Associate Professor of Women's and Gender Studies; Clinical Associate Professor of Obstetrics and Gynecology (by courtesy)
she/her
About
Ava Purkiss’ research interests are united by a commitment to the study of the material body—how it moves, the ways it feels, the structures that impair it, and the forces that enable its flourishing. Much of her scholarship lies at the intersection of race, gender, and health. Her first book, Fit Citizens: A History of Black Women’s Exercise from Post-Reconstruction to Postwar America (University of North Carolina Press, 2023), explores how African American women used physical exercise to express both literal and figurative “fitness” for citizenship. Her work places Black women squarely within the history of American fitness culture and challenges assumptions about Black women’s mobility, physicality, and corporality. Inspired by the close-knit histories of women’s exercise, health, and medicine, Purkiss’ current research project surveys both anti-Black and Black feminist gynecology in the twentieth century. Collaborating with colleagues in obstetrics and gynecology and cancer genetics, she has examined the effects of chemotherapy-induced alopecia on Black breast cancer patients (Cancer, 2023).
Extending her scholarly inquiries to the realm of affect, Purkiss has co-researched “ambivalence” as a feminist emotion (Signs, 2024) and explored Black joy during the “nadir” of race relations (JGAPE, 2025).
Purkiss earned her Ph.D. in history from the University of Texas at Austin and has received fellowships and grants from the Andrew W. Mellon Foundation, the National Endowment for the Humanities, the American Council of Learned Societies, the American Association of University Women, the Carter G. Woodson Institute for African-American and African Studies at the University of Virginia, and the Institute for the Humanities at the University of Michigan. She is the recipient of the 2017 Organization of American Historians Lerner-Scott Prize for best dissertation in U.S. women’s history, the 2018 Association of Black Women Historians Letitia Woods Brown Prize for best article in African American women’s history, and the 2024 Western Association of Women Historians Frances Richardson Keller-Sierra Prize for best historical monograph (for Fit Citizens). In 2024, the College of Literature, Science, and the Arts (LSA) at the University of Michigan awarded her the Class of 1923 Memorial Teaching Award for outstanding teaching.

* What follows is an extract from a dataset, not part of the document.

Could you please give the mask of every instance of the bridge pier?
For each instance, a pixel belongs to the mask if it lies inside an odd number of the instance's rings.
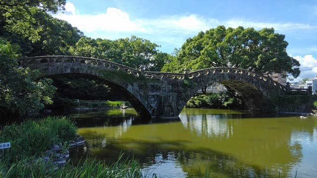
[[[42,77],[73,74],[106,81],[121,89],[119,92],[129,98],[139,113],[161,118],[178,118],[191,96],[202,88],[214,83],[226,83],[246,99],[253,99],[250,97],[257,95],[268,97],[270,93],[286,90],[285,86],[269,78],[231,67],[172,73],[140,71],[110,61],[78,56],[37,56],[19,59],[19,62],[23,67],[40,70]],[[256,91],[250,91],[256,94],[244,92],[245,88],[240,84],[247,84],[244,86]]]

From 2024 to 2027, she will undertake training in reproductive health sciences and medicine as a Mellon New Directions Fellow.
Additional Works
“The Intimacy of Exercise” (2024)
“Historicizing Black Women’s Anti-Fatness” (2023)
“Beauty Secrets: Fight Fat” (2017)
Research Areas: race, gender, health, and the body; affect; Black women’s history; African American history; modern American history; history of medicine; reproductive health histories
Affiliations: Professor Purkiss holds an appointment in the LSA Department of Women’s and Gender Studies (WGS) and by courtesy in the Department of Obstetrics and Gynecology at the University of Michigan Medical School.